3 September 2013
South Africa will honour former president Nelson Mandela by unveiling a golden statue of him as the country marks the 100th anniversary of the Union Buildings in Pretoria in December.
Making the announcement at a business briefing in Johannesburg on Tuesday, Arts and Culture Minister Paul Mashatile said that work on the statue was at an advanced stage.
Mandela was discharged from hospital in Pretoria on Sunday morning in order to continue receiving treatment for a respiratory illness at his home in Houghton, Johannesburg.
The Presidency said that the 95-year-old former statesman’s condition “remains critical and is at times unstable”, but that his team of doctors were convinced that he would receive the same level of intensive care at his home that he had been receiving in hospital.

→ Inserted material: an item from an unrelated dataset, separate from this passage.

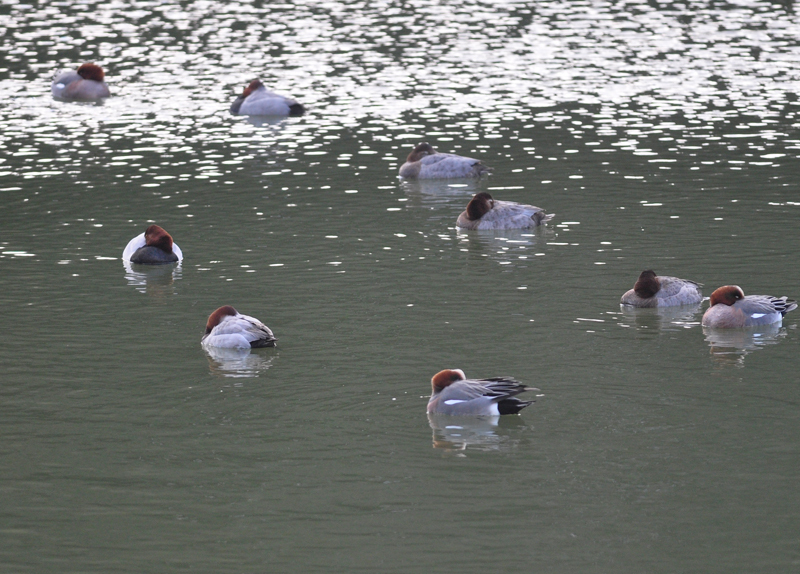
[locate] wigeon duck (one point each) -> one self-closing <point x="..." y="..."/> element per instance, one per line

“We take this opportunity once again to wish Tata Madiba well as he recovers from home,” Mashatile said on Tuesday. “Even in sickness, Tata Madiba continues to unite our nation and remains an enjoining symbol of our freedom and democracy.”
The imposing Union Buildings, part of the official seat of the South African government, are located at the northern end of Arcadia in Pretoria.
Designed by British architect Sir Herbert Baker in 1908, construction of the Union Buildings began in 1909 and was completed almost three years later, in 1913.
Approximately 1 265 artisans, workmen and labourers were involved in building the structure, using around 14-million bricks for the interior office walls, half-a-million cubic feet of freestone, 74 000 cubic yards of concrete, 40 000 bags of cement and 20 000 cubic feet of granite.
On 10 May 1994, Mandela, South Africa’s first democratically elected president, and his deputy presidents were inaugurated at the Union Buildings, after the country’s first free elections, heralding the beginning of a new era in South Africa’s history.